Interview mit Miroslav Menschenkind über die Faszination verlassener Orte

6. Oktober 2015
3 mins read

Am Donnerstag eröffnet die Ausstellung „auszu4“ in der Hamburger xpon-art gallery. Die Gruppenausstellung versammelt vier Fotografen und einen Urban Art Künstler, die sich der Faszination verlassener Orte widmen.

Wir haben im Vorfeld mit dem Kurator Miroslav Menschenkind gesprochen und erste Einblicke in die kommende Ausstellung. Bereits das vierte Mal lädt der Fotograf und Galerist zur Ausstellungsreihe „Auszug“ Künstler nach Hamburg ein.

Gerry Langer – 2014 - Pripyat Vergnügungspark Ukraine
Gerry Langer – 2014 – Pripyat Vergnügungspark Ukraine

Was erwartet uns bei der kommenden Ausstellung „auszu4″?

Eine fotografische Reise an Orte, die nur wenige Menschen zu Gesicht bekommen oder bekommen haben, da einige mittlerweile nicht mehr existieren.

Verlassene Orte strahlen auf viele eine große Faszination aus. Was macht diese Orte so interessant?

Zu aller erst das Finden. Es gleicht einer Schatzsuche. Man ist immer auf der Suche nach neuen Orten, die noch niemand zuvor fotografiert hat. Der Nervenkitzel, wenn man immer neue Türen öffnet ohne zu wissen, was sich dahinter verbirgt. Dieser wird auch dadurch gefördert, dass man immer Gefahr läuft entdeckt zu werden, da das Betreten vieler Orte nicht erwünscht oder gar verboten ist.

Verrätst du uns vorab ein oder zwei Orte, die in der Ausstellung zu sehen sein werden?

Es wird Bilder aus der Sperrzone Tschernobyl zu sehen geben. Ein Ort der auch zwanzig Jahre nach der Katastrophe gespenstisch wirkt.
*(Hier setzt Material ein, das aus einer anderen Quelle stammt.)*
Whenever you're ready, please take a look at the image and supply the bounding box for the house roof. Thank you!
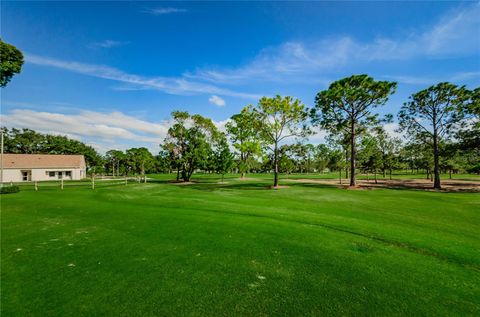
[1,154,86,169]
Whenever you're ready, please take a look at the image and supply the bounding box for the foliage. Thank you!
[251,95,311,187]
[398,82,472,189]
[312,74,396,186]
[105,150,126,176]
[125,147,155,175]
[225,106,261,178]
[212,133,235,182]
[0,39,24,87]
[0,185,20,194]
[161,111,220,181]
[1,128,104,170]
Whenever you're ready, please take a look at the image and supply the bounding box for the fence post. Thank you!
[144,175,147,183]
[35,181,38,191]
[61,179,64,190]
[92,174,95,190]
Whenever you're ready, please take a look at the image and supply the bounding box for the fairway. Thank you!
[1,175,479,316]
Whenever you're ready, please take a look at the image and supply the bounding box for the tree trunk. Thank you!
[181,165,188,181]
[339,169,342,185]
[345,149,349,180]
[273,142,279,187]
[374,169,377,184]
[449,169,452,179]
[350,122,356,186]
[433,134,441,189]
[389,169,392,180]
[176,168,180,181]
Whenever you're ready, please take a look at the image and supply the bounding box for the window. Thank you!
[49,171,55,177]
[66,171,72,177]
[58,171,63,179]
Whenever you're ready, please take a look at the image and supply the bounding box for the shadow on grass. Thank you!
[172,180,339,192]
[178,182,272,191]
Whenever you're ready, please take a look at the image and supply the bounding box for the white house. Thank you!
[1,154,86,182]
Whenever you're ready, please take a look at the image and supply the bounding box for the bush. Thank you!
[0,185,20,194]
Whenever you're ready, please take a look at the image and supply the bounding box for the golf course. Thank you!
[2,174,479,316]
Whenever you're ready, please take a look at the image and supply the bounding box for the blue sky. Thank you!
[1,1,479,153]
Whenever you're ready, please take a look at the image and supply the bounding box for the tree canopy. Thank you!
[398,82,472,189]
[252,95,311,187]
[162,111,220,182]
[312,74,397,186]
[225,106,261,178]
[2,128,103,170]
[0,39,24,87]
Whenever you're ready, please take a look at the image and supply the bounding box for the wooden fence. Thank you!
[8,175,149,191]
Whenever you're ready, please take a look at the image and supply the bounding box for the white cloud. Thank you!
[145,7,187,15]
[0,109,170,153]
[187,3,480,85]
[0,108,236,153]
[383,123,406,140]
[307,127,328,145]
[26,54,261,99]
[209,95,226,107]
[89,40,129,48]
[384,71,480,86]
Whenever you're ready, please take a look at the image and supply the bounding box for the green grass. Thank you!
[2,174,480,316]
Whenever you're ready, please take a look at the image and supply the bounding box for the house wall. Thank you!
[3,169,23,182]
[2,168,86,182]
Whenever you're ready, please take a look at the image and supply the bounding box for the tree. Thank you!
[155,150,173,174]
[456,87,480,152]
[398,83,471,189]
[288,143,315,173]
[106,150,125,176]
[162,111,219,182]
[312,74,396,186]
[327,148,346,184]
[2,127,104,170]
[277,145,296,177]
[125,148,154,176]
[314,144,330,173]
[252,95,311,187]
[213,133,234,183]
[0,39,24,87]
[226,107,261,179]
[3,128,45,153]
[358,135,382,183]
[326,133,351,180]
[373,126,402,179]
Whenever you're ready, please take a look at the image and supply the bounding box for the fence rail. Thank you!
[5,176,149,191]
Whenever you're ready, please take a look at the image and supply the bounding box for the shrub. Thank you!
[0,185,20,194]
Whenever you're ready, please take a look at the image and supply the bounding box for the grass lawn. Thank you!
[2,174,480,316]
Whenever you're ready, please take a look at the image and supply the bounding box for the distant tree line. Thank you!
[2,58,478,188]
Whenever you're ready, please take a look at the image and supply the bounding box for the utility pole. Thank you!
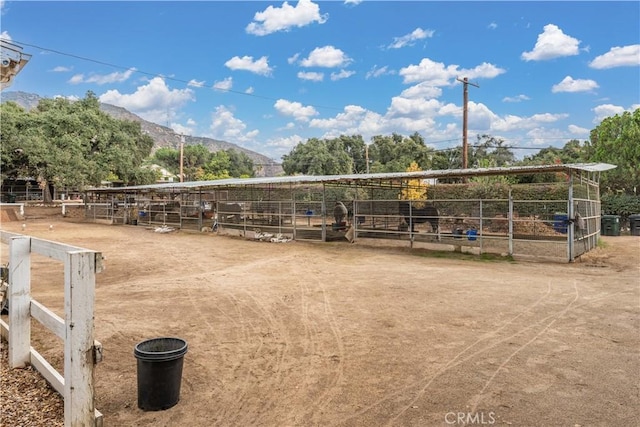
[456,77,479,169]
[179,134,185,182]
[365,144,370,174]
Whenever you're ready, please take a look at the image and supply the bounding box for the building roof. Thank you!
[87,163,616,193]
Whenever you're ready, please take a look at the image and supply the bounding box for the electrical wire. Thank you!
[9,39,344,111]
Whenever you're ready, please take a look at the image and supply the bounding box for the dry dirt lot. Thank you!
[1,212,639,427]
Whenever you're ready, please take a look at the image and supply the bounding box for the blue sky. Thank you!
[1,1,639,162]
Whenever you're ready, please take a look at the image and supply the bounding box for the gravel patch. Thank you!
[0,340,63,426]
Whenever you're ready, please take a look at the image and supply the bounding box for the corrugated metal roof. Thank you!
[87,163,616,193]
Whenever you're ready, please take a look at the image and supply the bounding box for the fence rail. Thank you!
[0,231,104,427]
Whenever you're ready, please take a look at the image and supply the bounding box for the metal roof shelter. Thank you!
[87,163,616,193]
[82,163,615,262]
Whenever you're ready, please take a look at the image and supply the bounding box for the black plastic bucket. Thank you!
[134,337,188,411]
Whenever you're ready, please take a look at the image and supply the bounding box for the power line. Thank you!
[10,39,344,111]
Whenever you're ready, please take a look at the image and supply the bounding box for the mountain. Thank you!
[1,91,283,177]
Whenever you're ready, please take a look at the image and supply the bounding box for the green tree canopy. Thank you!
[584,108,640,193]
[151,145,255,180]
[0,92,156,200]
[368,132,434,173]
[282,137,355,175]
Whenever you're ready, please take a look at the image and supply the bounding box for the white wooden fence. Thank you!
[0,231,104,427]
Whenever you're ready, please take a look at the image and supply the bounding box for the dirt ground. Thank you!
[1,211,639,427]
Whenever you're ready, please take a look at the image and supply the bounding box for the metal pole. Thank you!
[462,78,469,169]
[179,135,185,183]
[456,77,479,170]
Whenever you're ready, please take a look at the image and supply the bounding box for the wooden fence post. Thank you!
[8,235,31,368]
[64,251,97,427]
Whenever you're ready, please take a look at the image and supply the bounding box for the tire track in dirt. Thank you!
[307,280,346,423]
[335,280,561,425]
[209,291,260,426]
[381,281,582,426]
[206,252,301,426]
[382,280,556,425]
[467,281,580,413]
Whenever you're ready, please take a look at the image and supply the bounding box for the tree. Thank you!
[152,145,254,180]
[400,161,428,204]
[471,134,516,168]
[0,92,156,201]
[584,108,640,194]
[282,137,353,175]
[368,132,434,173]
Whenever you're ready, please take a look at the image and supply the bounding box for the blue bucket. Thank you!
[553,213,568,234]
[466,229,478,241]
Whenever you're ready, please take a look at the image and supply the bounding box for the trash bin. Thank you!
[601,215,621,236]
[629,214,640,236]
[553,213,568,234]
[466,229,478,241]
[134,337,188,411]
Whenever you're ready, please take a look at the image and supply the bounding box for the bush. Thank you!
[601,193,640,225]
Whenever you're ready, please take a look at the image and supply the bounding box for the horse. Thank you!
[399,201,439,234]
[333,201,348,225]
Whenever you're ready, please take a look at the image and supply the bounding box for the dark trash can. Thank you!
[553,213,568,234]
[629,214,640,236]
[134,337,188,411]
[601,215,621,236]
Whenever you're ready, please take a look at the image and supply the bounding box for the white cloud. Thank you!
[50,66,72,72]
[245,86,254,94]
[400,83,442,99]
[490,110,568,132]
[171,122,195,136]
[590,45,640,69]
[0,31,10,40]
[213,77,233,91]
[225,55,273,76]
[365,65,395,79]
[524,127,569,146]
[330,69,355,81]
[399,58,505,85]
[387,27,434,49]
[246,0,328,36]
[488,22,497,30]
[98,77,194,124]
[388,96,442,119]
[503,94,531,103]
[521,24,581,61]
[552,76,599,93]
[68,68,136,85]
[343,0,362,5]
[297,71,324,82]
[592,104,626,123]
[187,79,205,88]
[274,99,319,122]
[272,134,303,152]
[299,46,351,68]
[209,105,258,143]
[568,124,589,135]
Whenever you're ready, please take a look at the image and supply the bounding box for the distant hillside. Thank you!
[1,91,283,177]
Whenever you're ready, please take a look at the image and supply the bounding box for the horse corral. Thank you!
[83,164,613,262]
[0,214,638,426]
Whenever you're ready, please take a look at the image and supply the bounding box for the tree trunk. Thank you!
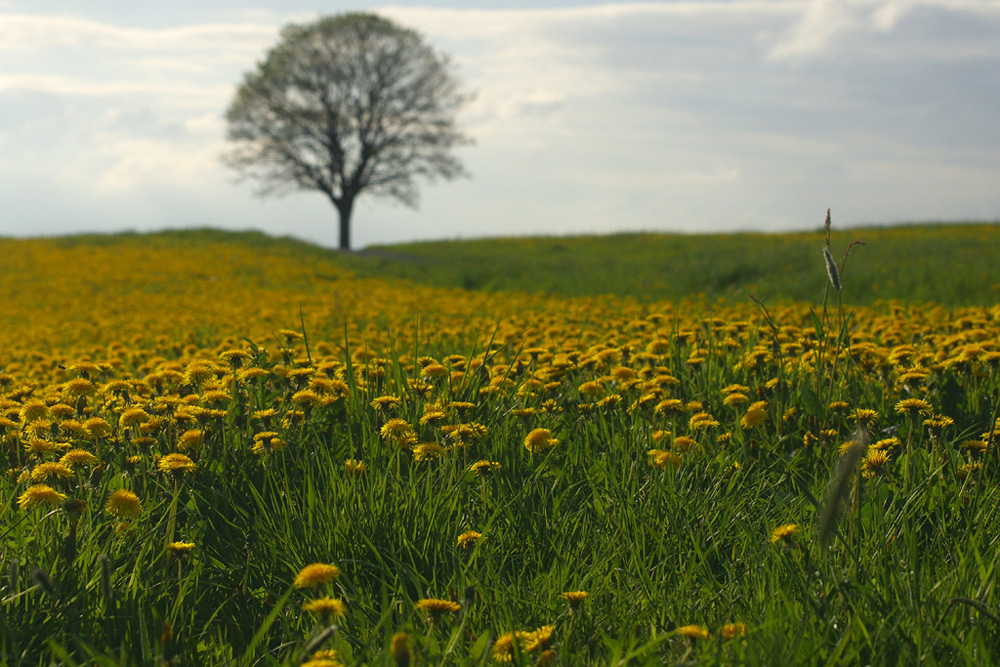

Viele der anderen Orte sind geheim, aber es sei soviel verraten, dass vom Kinderzimmer, bis zum OP Saal alles vertreten ist.

Nils Grudzielskie – 2014 – „Träum süß“ - unbekannt
Nils Grudzielskie – 2014 – „Träum süß“ – unbekannt

Wie hast du die Fotografen gefunden, die sich alle vier ja schon lange mit dem Thema Lost Places beschäftigen?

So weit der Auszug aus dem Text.